Korespondencja Kazimierza Wiłkomirskiego w zasobach polskich archiwów i bibliotek. Rekonesans
Przeprowadzona przez autorkę kwerenda w bibliotekach i archiwach dotycząca zbioru epistolografii K. Wiłkomirskiego przyniosła niezwykle interesujące wyniki. Duża część archiwum muzyka została umieszczona w Bibliotece Narodowej. Listy pochodzą z lat 1945-1995, a więc niemal od początku jego kariery artystycznej do śmierci i obejmują ponad 2000 kart. Znajdują się tu m.in. listy od uczniów i studentów, listy z okazji 50-lecia pracy zawodowej, listy i telegramy z okazji jubileuszu 80-lecia, fragment korespondencji rodzinnej z lat okupacji, listy kondolencyjne po śmierci pierwszej żony Marii, listy i depesze z okazji ślubu z drugą żoną Teresą. Obok tych wielotomowych jednostek swoje miejsce znalazły też listy pisane przez przyjaciół oraz krewnych.
Interesująca część korespondencji K. Wiłkomirskiego z drugą żoną Teresą przechowywana jest także w Archiwum Kompozytorów Polskich Biblioteki Uniwersyteckiej w Warszawie.
Kolejną instytucją, w której znajduje się korespondencja K. Wiłkomirskiego jest Biblioteka Akademii Muzycznej im. Karola Lipińskiego we Wrocławiu. Zbiór obejmuje 28 listów kierowanych w latach 1950-1974 przez Wiłkomirskiego do Marii Jędrzejewskiej, skrzypaczki, wokalistki i pedagoga. Listy dotyczą tzw. „Wtorków Muzycznych”, które cykliczne odbywały się wówczas jeszcze w Państwowej Wyższej Szkole Muzycznej we Wrocławiu.
Warto także zwrócić uwagę na pojedyncze listy Wiłkomirskiego, które obecnie przechowywane są w zasobach Biblioteki Jagiellońskiej.

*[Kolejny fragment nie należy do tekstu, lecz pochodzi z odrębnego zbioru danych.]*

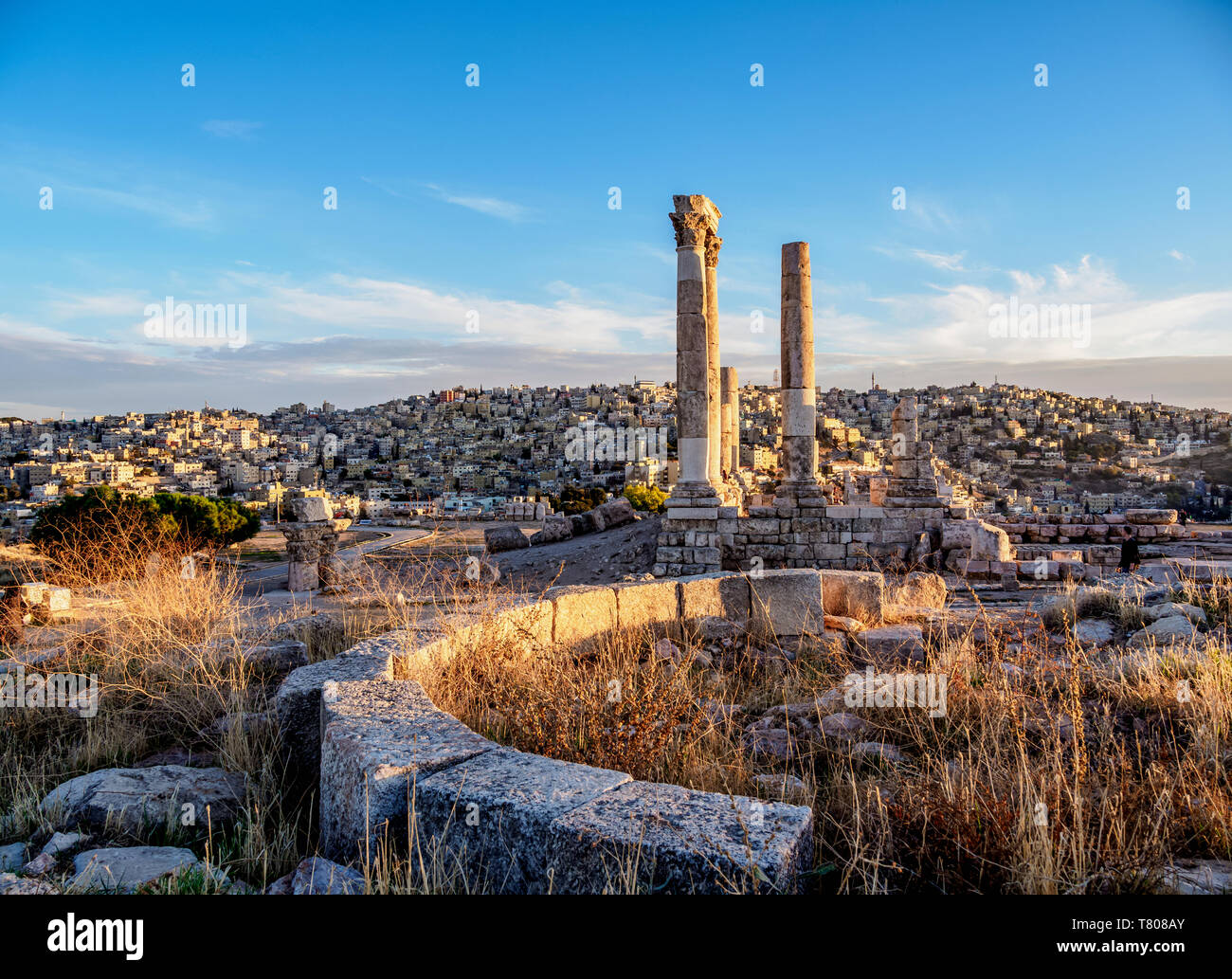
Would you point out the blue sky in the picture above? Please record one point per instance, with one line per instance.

Ciekawe materiały odnajdziemy również w zasobach Biblioteki Gdańskiej Państwowej Akademii Nauk[2]. W zbiorze korespondencji Stanisławy Fleszarowej-Muskat znajdują się listy Kazimierza Wiłkomirskiego do pisarki. Zachowało się 14 listów artysty z kilkoma załącznikami oraz jeden telegram.
Cenne dokumenty biograficzne dotyczące Kazimierza Wiłkomirskiego z lat przedwojennych znajdują się w Archiwum Akt Nowych w Warszawie. Wśród nich w zespole Ministerstwa Wyznań Religijnych i Oświecenia Publicznego w Warszawie w aktach osobowych muzyka obejmujących 104 strony, odnajdziemy listy urzędowe kierowane przez Kazimierza do Ministerstwa np. w sprawie przedłużenia legitymacji służbowej, czy też przyznanego mu w 1931 r. stypendium z Funduszu Kultury Narodowej.

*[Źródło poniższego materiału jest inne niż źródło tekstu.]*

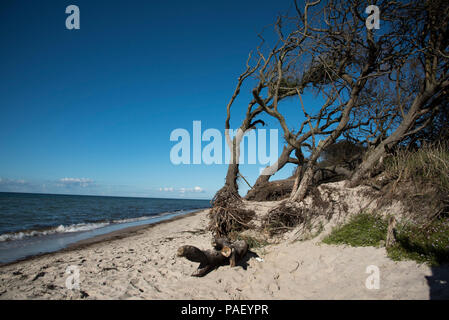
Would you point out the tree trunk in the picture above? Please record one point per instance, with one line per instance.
(399, 134)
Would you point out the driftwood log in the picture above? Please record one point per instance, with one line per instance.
(224, 252)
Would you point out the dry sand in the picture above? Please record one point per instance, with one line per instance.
(142, 264)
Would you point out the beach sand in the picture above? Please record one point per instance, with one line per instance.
(141, 263)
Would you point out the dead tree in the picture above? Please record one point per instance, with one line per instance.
(428, 41)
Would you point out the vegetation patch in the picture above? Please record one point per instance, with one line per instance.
(362, 230)
(421, 243)
(428, 244)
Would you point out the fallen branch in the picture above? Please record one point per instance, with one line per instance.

Należy wspomnieć jeszcze o jednym miejscu przechowywania fragmentu spuścizny, w tym także korespondencji Kazimierza Wiłkomirskiego, a mianowicie o Bibliotece Akademii Muzycznej w Katowicach. Zbiór ten jednak nie został jeszcze przez autorkę rozpoznany.
Korespondencja Kazimierza Wiłkomirskiego w zbiorach Książnicy Pedagogicznej w Kaliszu
Zbiory wyżej wymienionych instytucji uzupełnia korespondencja przechowywana w Książnicy Pedagogicznej w Kaliszu.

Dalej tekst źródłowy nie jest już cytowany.